Some 600 armed police and soldiers worked for six days and nights to dig a 475-meter channel to divert water from the lake.
Soldiers are still widening and deepening the sluice channel with the help of 30 bulldozers and excavators. They are also digging a second sluice channel on another side of the lake barrier.
The soldiers had finished building a third of the new channel, which required the removal of about 60,000 cubic meters of earth and stone, said Liu Yongjian, a PLA officer in charge of the channel.
"We have also prepared underwater blasts to deepen the channels for accelerated drainage," said Liu.
Rao Xiping, head of the Beichuan hydro-meteorological station, said the lake dam remained stable as the drainage continued.
"We have found no obvious expansion of the sluice holes nor fissures in the dam. There is no sign of dam collapse either," said Rao. The staff of his station and soldiers are keeping 24-hour patrol along the dam.
Water Resources Minister Chen Lei warned that increasing rainfall, aftershocks, landslides and leakage were still threatening the barrier.
Rainfall of 400 mm or 500 mm, well above normal levels, was forecast upstream in June and July, posing a risk for the swollen lake, he said.
Landslides could pour another 17 million cubic meters of rock and earth into the lake, threatening a dam burst and workers on the barrier could be swept away, he said.
According to the lake relief headquarters, the lake area had seen nine aftershocks measuring two to 3.2 magnitude in the 24 hours since 1 p.m. on Saturday. However, the possibility of a strong aftershock measuring six or above on the Richter scale directly endangering the dam was slim.
Geologists with the Chinese Academy of Sciences arrived at the dam on Sunday morning by helicopter to conduct a geological study of the dam.
"We planned to take dam samples with drills from eight spots on the dam for a long-term study," said Pu Zhiyong, an expert.
He said experts had set up monitoring systems, like cameras, on the two sides of the dam.

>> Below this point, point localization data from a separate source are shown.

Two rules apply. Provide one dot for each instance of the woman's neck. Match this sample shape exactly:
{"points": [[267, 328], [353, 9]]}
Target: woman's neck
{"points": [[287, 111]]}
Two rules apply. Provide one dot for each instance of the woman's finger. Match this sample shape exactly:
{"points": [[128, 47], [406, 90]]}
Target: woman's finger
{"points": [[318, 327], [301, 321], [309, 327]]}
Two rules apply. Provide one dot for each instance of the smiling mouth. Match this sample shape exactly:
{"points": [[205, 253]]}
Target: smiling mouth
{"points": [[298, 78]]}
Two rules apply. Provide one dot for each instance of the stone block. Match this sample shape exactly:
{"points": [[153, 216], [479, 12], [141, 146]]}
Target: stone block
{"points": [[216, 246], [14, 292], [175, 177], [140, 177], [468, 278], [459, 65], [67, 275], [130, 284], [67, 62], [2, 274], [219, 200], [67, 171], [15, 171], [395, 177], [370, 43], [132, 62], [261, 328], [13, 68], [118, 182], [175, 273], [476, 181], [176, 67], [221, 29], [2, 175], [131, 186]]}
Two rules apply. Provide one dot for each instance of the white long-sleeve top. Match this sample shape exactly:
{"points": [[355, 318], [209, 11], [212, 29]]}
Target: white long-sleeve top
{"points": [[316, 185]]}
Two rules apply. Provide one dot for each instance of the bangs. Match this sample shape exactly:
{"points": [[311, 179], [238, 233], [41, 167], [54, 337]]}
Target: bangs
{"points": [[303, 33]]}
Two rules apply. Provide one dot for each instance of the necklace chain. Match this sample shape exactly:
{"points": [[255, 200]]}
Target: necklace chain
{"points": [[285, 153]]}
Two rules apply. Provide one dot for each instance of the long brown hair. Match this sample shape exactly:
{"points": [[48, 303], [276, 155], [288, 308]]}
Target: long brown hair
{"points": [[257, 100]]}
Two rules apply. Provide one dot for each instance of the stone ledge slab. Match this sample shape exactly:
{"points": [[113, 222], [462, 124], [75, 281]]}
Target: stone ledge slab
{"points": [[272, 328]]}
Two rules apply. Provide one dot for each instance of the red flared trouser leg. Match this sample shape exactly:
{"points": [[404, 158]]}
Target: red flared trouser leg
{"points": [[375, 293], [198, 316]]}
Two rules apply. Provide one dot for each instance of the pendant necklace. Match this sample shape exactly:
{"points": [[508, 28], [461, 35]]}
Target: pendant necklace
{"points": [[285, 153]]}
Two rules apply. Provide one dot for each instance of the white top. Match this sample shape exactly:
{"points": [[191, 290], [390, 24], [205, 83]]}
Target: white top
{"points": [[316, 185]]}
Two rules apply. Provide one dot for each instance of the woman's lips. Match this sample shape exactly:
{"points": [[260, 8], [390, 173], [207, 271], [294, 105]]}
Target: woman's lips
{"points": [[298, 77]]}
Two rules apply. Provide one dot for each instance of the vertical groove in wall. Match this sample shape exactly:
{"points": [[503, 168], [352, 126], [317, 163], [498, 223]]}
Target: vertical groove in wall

The Tangjiashan "quake lake" was formed after a massive quake-triggered landslide from Tangjiashan Mountain blocked the Tongkou River, which ran through the Beichuan County, one of the worst-hit areas in the quake.

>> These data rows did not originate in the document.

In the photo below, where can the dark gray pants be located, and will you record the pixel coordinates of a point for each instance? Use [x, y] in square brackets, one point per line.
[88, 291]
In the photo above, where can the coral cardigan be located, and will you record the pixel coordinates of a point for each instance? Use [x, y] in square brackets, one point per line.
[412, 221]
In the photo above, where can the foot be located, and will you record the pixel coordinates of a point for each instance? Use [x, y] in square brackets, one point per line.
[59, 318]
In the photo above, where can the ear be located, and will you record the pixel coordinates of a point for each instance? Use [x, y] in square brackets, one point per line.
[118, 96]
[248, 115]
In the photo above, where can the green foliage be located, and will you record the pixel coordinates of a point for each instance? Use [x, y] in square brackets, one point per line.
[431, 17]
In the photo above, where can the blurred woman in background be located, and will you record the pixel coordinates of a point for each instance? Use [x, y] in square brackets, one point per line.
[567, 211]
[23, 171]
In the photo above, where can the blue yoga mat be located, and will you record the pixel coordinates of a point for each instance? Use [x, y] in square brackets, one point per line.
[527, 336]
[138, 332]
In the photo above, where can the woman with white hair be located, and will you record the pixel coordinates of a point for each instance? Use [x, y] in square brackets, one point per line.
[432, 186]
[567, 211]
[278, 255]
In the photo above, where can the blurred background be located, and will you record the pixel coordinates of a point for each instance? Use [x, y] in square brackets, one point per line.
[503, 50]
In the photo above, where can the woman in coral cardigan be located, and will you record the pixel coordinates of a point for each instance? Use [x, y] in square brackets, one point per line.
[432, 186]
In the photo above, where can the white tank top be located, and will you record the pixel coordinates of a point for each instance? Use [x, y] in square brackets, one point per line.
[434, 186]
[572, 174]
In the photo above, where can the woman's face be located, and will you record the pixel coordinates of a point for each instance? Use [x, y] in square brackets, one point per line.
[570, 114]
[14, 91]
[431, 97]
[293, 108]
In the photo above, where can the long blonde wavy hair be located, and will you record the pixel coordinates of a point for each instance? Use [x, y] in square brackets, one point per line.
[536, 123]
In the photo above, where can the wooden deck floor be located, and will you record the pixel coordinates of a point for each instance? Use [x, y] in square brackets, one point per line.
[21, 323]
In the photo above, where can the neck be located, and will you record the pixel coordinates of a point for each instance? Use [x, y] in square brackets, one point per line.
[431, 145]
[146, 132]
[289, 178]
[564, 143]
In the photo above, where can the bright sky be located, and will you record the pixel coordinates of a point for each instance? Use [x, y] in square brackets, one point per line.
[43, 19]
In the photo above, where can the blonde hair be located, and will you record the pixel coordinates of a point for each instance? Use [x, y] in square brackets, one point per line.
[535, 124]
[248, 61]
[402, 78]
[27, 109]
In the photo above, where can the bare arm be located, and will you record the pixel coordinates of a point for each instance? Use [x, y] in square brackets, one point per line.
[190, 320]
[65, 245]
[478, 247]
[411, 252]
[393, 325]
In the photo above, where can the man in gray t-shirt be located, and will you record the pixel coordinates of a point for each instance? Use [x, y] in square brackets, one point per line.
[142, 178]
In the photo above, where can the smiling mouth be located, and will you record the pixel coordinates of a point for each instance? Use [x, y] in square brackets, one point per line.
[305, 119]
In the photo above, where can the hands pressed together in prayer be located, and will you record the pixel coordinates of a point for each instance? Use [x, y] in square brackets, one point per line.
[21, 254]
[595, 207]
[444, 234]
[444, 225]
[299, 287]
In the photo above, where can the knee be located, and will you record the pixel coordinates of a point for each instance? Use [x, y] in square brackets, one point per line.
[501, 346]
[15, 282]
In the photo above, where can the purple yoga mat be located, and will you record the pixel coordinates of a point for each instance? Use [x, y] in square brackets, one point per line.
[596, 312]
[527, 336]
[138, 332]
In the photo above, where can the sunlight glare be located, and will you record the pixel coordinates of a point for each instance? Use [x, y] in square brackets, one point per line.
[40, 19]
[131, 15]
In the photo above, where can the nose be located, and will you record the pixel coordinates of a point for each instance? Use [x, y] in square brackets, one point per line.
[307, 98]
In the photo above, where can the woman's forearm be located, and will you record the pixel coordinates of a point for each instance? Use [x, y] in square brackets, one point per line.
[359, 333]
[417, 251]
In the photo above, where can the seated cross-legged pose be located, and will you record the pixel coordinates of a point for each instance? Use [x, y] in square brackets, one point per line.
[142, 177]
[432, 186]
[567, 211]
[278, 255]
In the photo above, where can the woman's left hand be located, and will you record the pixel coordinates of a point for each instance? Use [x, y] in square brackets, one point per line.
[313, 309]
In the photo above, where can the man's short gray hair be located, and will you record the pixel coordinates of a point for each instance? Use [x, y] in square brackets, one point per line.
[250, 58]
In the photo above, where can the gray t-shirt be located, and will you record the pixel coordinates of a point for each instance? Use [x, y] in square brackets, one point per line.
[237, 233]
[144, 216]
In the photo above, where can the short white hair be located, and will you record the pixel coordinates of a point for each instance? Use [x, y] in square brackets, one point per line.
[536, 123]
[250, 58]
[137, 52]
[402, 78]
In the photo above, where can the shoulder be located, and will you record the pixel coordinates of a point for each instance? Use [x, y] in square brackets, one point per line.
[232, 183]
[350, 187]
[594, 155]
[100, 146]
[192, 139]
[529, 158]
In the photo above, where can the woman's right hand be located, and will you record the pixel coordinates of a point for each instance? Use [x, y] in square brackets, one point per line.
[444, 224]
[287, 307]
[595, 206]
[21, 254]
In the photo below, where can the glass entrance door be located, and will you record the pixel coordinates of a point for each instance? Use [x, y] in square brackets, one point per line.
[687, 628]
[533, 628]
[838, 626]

The swollen lake is the largest of more than 30 quake lakes in Sichuan following the May 12 quake, posing a threat to 1.3 million people downstream.
More than 250,000 people in low-lying areas in Mianyang have been relocated under a plan based on the assumption that a third of the lake volume breached its banks.
Two other plans require the relocation of 1.2 million people if half the lake volume is released or 1.3 million if the barrier is fully opened.